Optimal Hiding with Partial Information of the Seeker's Route
For researchers in game theory and search problems, this provides a theoretical analysis of partial information and relocation in sequential search.
The paper studies a hide-and-seek game where the Hider can relocate the treasure after observing a prefix of the Seeker's route, with a switching cost. It derives upper bounds on the value of information and shows that Seeker awareness reduces the game value, with the benefit of relocation decreasing as switching cost increases or reveal occurs later.
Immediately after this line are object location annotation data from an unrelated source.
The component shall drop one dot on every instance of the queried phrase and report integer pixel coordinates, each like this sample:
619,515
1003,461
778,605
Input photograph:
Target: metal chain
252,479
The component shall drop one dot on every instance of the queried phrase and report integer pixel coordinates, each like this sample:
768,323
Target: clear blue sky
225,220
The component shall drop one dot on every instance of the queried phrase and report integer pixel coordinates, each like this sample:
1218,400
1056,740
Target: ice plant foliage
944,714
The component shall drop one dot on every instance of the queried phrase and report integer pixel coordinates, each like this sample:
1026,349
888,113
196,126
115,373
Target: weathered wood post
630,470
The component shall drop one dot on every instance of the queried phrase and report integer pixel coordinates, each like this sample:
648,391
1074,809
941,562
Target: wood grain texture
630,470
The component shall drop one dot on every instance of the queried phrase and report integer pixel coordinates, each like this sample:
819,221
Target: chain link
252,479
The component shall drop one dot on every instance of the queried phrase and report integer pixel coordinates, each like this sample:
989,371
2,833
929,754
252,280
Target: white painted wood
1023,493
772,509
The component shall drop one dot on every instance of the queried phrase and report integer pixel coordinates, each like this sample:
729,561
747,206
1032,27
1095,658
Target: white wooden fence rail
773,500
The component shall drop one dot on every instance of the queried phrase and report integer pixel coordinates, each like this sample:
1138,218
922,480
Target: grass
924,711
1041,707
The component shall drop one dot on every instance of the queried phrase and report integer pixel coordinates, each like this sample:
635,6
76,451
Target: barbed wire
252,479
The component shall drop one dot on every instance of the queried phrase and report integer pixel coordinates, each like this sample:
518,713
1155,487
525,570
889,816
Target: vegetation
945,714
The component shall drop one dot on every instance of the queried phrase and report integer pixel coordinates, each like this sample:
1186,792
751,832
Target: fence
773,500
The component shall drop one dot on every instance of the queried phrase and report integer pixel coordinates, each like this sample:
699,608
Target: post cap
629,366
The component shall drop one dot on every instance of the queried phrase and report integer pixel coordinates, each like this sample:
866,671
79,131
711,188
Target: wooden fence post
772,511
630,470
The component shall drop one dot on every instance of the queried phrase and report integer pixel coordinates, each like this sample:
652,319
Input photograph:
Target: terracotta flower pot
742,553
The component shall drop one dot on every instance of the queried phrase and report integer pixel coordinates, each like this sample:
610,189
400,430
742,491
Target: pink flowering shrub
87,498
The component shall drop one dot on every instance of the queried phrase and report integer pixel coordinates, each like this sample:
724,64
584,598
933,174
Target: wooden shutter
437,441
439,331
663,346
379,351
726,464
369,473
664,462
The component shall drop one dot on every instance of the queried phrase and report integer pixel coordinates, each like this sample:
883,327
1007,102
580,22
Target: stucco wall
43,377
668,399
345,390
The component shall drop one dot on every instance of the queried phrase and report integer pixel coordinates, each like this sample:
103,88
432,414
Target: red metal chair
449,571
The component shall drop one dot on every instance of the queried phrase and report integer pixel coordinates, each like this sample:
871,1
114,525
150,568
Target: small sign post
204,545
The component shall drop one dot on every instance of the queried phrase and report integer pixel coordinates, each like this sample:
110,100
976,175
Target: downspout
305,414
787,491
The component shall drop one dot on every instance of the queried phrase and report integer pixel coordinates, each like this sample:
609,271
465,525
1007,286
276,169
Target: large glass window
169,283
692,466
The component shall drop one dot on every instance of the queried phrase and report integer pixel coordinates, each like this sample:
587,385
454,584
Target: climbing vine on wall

We consider a hide-and-seek game between a Hider and a Seeker over a finite set of locations. The Hider chooses one location to conceal a stationary treasure, while the Seeker visits the locations sequentially along a route. As the search progresses, the Hider observes a prefix of the Seeker's route. After observing this information, the Hider has the option to relocate the treasure at most once to another unvisited location by paying a switching cost. We study two seeker models. In the first, the Seeker is unaware of the fact that the Hider can relocate. In the second, the Seeker select its route while accounting for the possibility that the Hider observes its path and reallocates. For the restricted case, we define the value-of-information created by the reveal and derive upper bounds in terms of the switching cost using a worst-case evaluation over routes. We also show that seeker awareness reduces the game value, with the difference between the restricted and feedback models bounded by the entry-wise gap between the corresponding payoff matrices. Numerical examples show how this benefit decreases as the switching cost increases and as the reveal occurs later along the route.